1.1. objectivist view

1.1.1. objectivity: facts and propositions are true independent of individual minds

1.1.2. major proponents: 19th century German philosophers (Kant, Frege, etc.)

1.1.3. rooted in classical Greek philosophy (Plato, Aristotle, etc.)

1.2. what are fallacies?

1.2.1. assuming objectivism, it follows that disagreements must be due to errors in reasoning ("fallacies")

1.2.2. philosophy has a long history of identifying sources of fallacies

1.2.3. Aristotle: Organon (six works of logic)

1.2.4. Bacon: Novum Organum

1.2.5. Bentham: Book of Fallacies

1.3. why?

1.3.1. many arguments are either objectivist in nature, or they pretend to be objectivist

1.3.2. identifying fallacies helps us identify errors in objectivist arguments

1.3.3. many arguments are not about objective facts but about premises or values and can't be resolved by identifying fallacies

1.4. sources

1.4.1. use of fallacies may be accidental or deliberate

1.4.2. accidental use is probably often based on confirmation bias: people construct a fallacious argument and don't question it because it supports their conclusions

2. Common Fallacies ... or how arguments go wrong

2.1. examples of material fallacies

2.1.1. irrelevant conclusions, "truth / falsehood" by association"

2.1.1.1. "people who believe this are motivated by ..." (ad hominem)

2.1.1.2. "lots of people believe this, so it must be true" (ad populum)

2.1.1.3. "if this were true, it would be horrible, so it can't be true" (ad baculum)

2.1.1.4. "experts / people who are right about a lot of other things believe this, so this must be true too" (ad verecundiam)

2.1.1.5. "the data supporting this view comes from people who mistreat kittens, so the conclusion can't be true"

2.1.2. correlation / causation

2.1.2.1. non sequitur: the conclusion may be related to, but doesn't logically follow, from the premise

2.1.2.2. post hoc ergo propter hoc: temporal correlation does not imply causation

2.1.2.3. cum hoc ergo propter hoc: co-occurrence does not imply causation

2.1.3. common logic errors

2.1.3.1. errors in deductive reasoning, misapplication of induction

2.1.3.2. "Rain causes the ground to be wet.
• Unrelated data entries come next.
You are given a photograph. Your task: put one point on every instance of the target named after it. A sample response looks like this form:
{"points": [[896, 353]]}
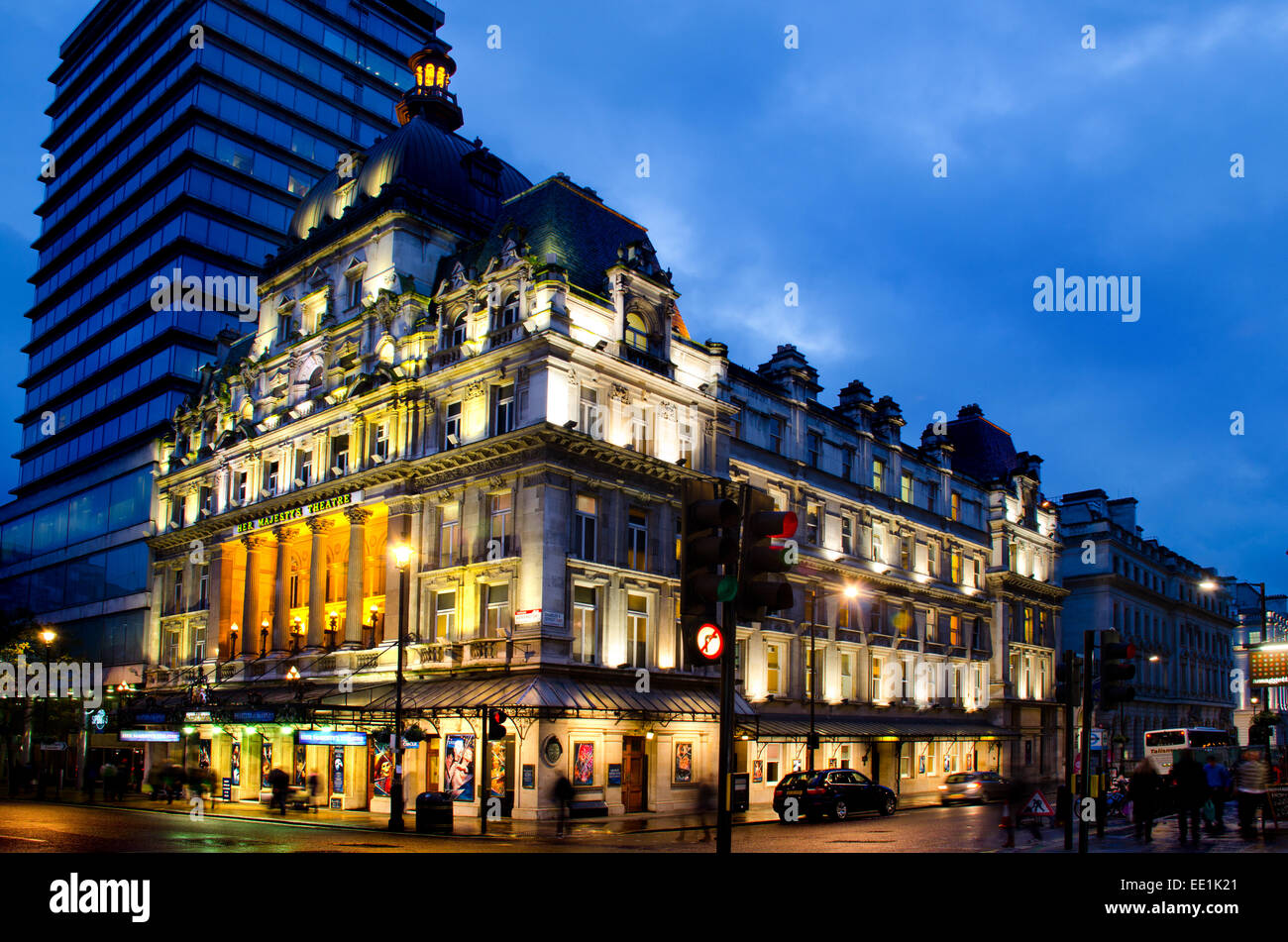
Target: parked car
{"points": [[836, 791], [974, 786]]}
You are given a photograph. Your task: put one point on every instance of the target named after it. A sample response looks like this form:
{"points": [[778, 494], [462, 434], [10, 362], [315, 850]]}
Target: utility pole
{"points": [[1089, 652], [1068, 752]]}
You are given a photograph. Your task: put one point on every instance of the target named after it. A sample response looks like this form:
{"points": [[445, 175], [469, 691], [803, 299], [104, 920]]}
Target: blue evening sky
{"points": [[814, 166]]}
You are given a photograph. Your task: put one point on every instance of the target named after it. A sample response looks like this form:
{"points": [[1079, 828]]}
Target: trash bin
{"points": [[434, 812]]}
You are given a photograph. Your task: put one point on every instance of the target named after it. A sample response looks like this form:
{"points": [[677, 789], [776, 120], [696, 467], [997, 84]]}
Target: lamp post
{"points": [[811, 743], [402, 559]]}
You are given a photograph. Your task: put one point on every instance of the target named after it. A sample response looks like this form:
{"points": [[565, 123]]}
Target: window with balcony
{"points": [[636, 629], [584, 528], [584, 624]]}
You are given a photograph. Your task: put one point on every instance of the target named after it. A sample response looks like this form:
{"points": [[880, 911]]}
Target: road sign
{"points": [[1037, 805], [709, 641]]}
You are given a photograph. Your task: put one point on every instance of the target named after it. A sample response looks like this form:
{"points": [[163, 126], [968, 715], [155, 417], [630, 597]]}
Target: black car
{"points": [[974, 786], [836, 791]]}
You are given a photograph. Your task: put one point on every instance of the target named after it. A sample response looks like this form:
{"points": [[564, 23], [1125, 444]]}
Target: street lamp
{"points": [[850, 590], [402, 560]]}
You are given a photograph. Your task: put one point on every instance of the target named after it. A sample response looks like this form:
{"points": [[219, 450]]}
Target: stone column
{"points": [[398, 533], [281, 596], [353, 611], [317, 584], [250, 600]]}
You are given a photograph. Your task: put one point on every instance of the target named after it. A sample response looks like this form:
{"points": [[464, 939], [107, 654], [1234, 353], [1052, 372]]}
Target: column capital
{"points": [[402, 503]]}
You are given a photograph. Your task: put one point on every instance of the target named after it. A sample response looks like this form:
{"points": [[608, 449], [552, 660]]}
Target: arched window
{"points": [[456, 335], [636, 332]]}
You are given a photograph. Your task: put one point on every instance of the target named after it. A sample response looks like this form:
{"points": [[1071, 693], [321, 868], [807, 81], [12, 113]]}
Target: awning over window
{"points": [[794, 726], [545, 691]]}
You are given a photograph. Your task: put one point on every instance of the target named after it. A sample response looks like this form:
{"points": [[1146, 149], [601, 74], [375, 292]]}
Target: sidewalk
{"points": [[468, 826]]}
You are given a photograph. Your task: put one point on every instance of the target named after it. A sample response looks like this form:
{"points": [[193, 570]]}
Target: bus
{"points": [[1162, 745]]}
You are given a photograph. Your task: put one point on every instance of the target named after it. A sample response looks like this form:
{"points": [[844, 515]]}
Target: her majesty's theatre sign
{"points": [[300, 512]]}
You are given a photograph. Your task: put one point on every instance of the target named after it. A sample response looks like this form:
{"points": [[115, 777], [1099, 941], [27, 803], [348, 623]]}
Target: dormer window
{"points": [[636, 332], [456, 334]]}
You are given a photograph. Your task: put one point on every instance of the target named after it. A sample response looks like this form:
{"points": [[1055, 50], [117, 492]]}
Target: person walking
{"points": [[1144, 787], [1189, 790], [281, 784], [1250, 778], [563, 795], [1219, 790]]}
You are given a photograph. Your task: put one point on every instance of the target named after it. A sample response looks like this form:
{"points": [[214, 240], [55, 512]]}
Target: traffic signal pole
{"points": [[1089, 652]]}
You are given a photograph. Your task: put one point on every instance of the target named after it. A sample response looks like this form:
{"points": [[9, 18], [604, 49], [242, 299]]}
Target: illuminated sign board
{"points": [[330, 738], [1269, 666], [300, 512], [149, 736]]}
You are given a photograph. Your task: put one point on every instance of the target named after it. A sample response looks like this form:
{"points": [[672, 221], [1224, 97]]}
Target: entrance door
{"points": [[634, 765]]}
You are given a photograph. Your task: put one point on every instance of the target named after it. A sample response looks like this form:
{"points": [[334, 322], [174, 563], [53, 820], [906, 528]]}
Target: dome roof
{"points": [[423, 156]]}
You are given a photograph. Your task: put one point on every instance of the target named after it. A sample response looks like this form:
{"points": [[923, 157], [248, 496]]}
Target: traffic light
{"points": [[496, 725], [760, 590], [1068, 683], [1113, 671], [708, 551]]}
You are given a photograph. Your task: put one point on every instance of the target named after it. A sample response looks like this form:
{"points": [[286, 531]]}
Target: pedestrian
{"points": [[1219, 790], [281, 784], [1250, 778], [1144, 787], [108, 773], [563, 796], [1189, 791]]}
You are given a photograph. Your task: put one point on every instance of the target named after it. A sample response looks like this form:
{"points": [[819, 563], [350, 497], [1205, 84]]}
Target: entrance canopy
{"points": [[794, 726]]}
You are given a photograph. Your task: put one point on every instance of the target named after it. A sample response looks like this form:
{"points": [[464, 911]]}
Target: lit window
{"points": [[636, 332], [584, 528], [584, 626], [496, 620], [636, 629], [452, 426], [445, 616], [449, 536]]}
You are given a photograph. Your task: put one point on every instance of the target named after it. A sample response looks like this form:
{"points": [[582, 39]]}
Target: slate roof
{"points": [[562, 218]]}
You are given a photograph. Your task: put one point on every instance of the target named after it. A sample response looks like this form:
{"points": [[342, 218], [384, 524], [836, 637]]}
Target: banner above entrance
{"points": [[300, 512]]}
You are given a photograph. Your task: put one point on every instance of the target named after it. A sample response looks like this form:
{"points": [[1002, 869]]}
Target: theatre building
{"points": [[490, 381], [494, 374]]}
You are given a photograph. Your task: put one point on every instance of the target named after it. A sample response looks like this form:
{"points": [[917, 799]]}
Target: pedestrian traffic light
{"points": [[1068, 682], [1113, 671], [496, 721], [708, 554], [768, 550]]}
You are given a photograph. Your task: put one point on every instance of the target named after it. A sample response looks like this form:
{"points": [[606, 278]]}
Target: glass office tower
{"points": [[183, 133]]}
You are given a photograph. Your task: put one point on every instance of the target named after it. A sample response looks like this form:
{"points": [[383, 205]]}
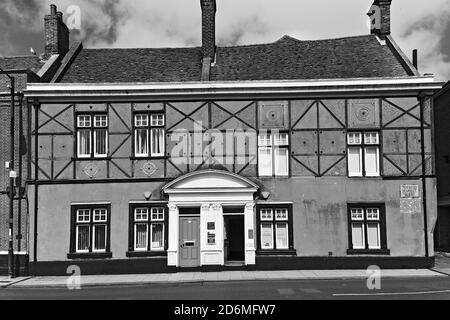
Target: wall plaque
{"points": [[409, 191]]}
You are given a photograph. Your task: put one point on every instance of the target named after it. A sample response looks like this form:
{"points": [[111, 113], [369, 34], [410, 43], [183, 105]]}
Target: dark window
{"points": [[90, 231], [149, 135], [367, 228], [148, 229], [92, 136], [275, 232], [363, 154]]}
Therefore, if the ground is wet, it must have rained."

2.1.4. misdirection

2.1.4.1. straw man: "you're really saying something else and that is false because..."

2.1.4.2. begging the question: "kittens are cute because young felines are cute"

2.1.4.3. no true Scotsman: "Christians are moral because anybody who commits an immoral act can't be a Christian"

2.2. examples of verbal fallacies

2.2.1. equivocation

2.2.1.1. "Do women have to worry about man-eating sharks"?

2.2.2. amphiboly

2.2.2.1. "He only said that..." (he said just one thing / the thing he said wasn't all that significant"

2.2.3. composition and division

2.2.3.1. "Bacon, ice cream, and potato chips are very tasty. Therefore, mixing them all together must make a very tasty meal."

2.2.3.2. "I love cookies. Cookies are composed of starch, oil, and sugar, therefore, starch, oil, and sugar are some of my favorite foods."

2.3. meta-fallacy

2.3.1. "'A is true because...' is a fallacy implies that A must be false."